Oakley’s claim is bold because it suggests that the structure of housework works against the very conditions needed for growth. Autonomy is limited because tasks are dictated by others’ needs. Recognition is scarce because success is invisible and progres is hard to measure because the work erases itself. Each of those conditions chips away at the ingredients Maslow believed were necessary for fulfilment.
Of course, the context has changed since the seventies. Women in Britain today are more likely to have degrees, paid jobs and financial independence. Contraception and divorce law altered the stakes. Still, data show that women still perform more unpaid domestic labour than men. The imbalance may be smaller, but it persists. Many women now pursue ambition in the margins of the day. After bedtime. Before dawn and in the cracks between responsibilities.

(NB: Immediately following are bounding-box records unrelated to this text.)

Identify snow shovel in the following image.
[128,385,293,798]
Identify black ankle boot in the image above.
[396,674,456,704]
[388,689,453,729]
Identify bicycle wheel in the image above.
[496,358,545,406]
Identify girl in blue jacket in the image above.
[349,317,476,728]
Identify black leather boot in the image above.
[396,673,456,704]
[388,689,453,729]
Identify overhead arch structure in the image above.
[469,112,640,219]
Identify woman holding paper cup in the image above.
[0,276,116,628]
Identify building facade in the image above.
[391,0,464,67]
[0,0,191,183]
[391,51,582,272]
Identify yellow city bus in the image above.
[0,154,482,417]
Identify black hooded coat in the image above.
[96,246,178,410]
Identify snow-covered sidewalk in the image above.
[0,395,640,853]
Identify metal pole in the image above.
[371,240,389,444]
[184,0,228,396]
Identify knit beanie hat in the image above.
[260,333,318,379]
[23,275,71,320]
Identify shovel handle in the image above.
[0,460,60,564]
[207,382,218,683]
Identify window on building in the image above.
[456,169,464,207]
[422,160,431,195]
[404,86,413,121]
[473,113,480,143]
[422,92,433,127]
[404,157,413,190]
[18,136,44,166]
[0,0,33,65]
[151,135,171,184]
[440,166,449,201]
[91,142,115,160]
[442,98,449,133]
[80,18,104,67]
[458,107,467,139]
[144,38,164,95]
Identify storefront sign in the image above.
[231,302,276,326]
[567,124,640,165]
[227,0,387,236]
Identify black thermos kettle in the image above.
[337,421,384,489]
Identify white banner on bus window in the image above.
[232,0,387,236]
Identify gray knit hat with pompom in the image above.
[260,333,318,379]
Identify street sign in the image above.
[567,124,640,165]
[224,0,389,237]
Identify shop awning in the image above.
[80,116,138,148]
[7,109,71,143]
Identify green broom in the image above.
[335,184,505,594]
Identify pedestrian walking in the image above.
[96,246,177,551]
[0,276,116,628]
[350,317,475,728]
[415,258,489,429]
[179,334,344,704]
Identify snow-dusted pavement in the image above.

And this is where the line stops being historical and starts feeling personal in a broader cultural sense. If a woman’s daily practice trains her to anticipate others’ needs first, to value smoothness over disruption, to measure success by the absence of complaint, then self-actualisation demands behaviour that runs counter to that training. It demands saying no and allowing a mess to remain while a project takes precedence. It demands tolerating disapproval.
The question that follows is not whether housework has value. It clearly does and families rely on it. The question is how a society distributes that labour and what it asks of the person who performs it most. If the answer continues to be women, then the conflict Oakley pointed to has not dissolved. It has simply adapted to a new timetable.